New York’s ace went six innings of scoreless baseball, allowing just three hits with seven strikeouts, and two walks before he was pulled after just 77 pitches with the Mets nursing a 2-0 lead.

After Miguel Castro got through the seventh inning, the newly-acquired Trevor May loaded the bases before Aaron Loup — another newcomer — hit Bryce Harper to force in a run, and yielded a JT Realmuto single to tie the game before Alec Bohm’s grounder to Luis Guillorme was thrown wide at home to break things open in the 5-3 loss.

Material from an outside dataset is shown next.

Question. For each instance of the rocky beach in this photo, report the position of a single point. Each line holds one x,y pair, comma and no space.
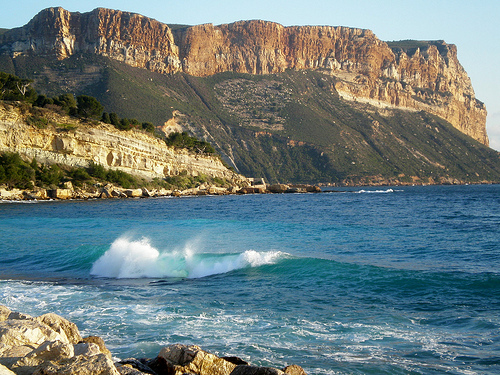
50,344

It was the 31st time that the Mets bullpen blew a victory opportunity for deGrom, who put up the 86th start in his career in which he allowed one or fewer runs.

Under usual circumstances, the veteran righty and two-time NL Cy Young Award winner is trotted out for at least seventh inning, if not the eighth depending on more conventional pitch counts. But the Mets’ delayed start to the 2021 season prompted by the Washington Nationals’ COVID outbreak threw a wrench into those plans. 

“It came down to the six ups,” Mets manager Luis Rojas said after claiming before the game that deGrom had a 100-pitch limit. “You saw the activity on the bases and he hadn’t thrown in 10 days. The conversations in between innings with him led us to the decision to pull him.

“We wanted to win this one tonight by all means. He’s coming back on Saturday. He was probably way under than his build-up… I thought there was an agreement between everyone when we got to that spot after six.”

Rojas’ decision was backed up by deGrom, who agreed that pulling him that early was the right decision. 

“If that was Thursday [the Mets’ originally-scheduled Opening Day] and I was on normal rest, I don’t think there’s any chance I’m coming out of that game,” he said. “It felt like that was the right decision… When you don’t face hitters for that many games, you don’t tend to feel that crisp on the mound. I felt like I was getting out of my delivery a little bit.”

The 32-year-old admitted that he was having some problems with his mechanics, most notably that he was “flying open,” but it was still good enough to extend his Opening Day shutout streak to 17 innings. 

deGrom is expected to return to the bump on Saturday on just four day’s rest to face the Miami Marlins in what will be the Mets’ second home game of the season.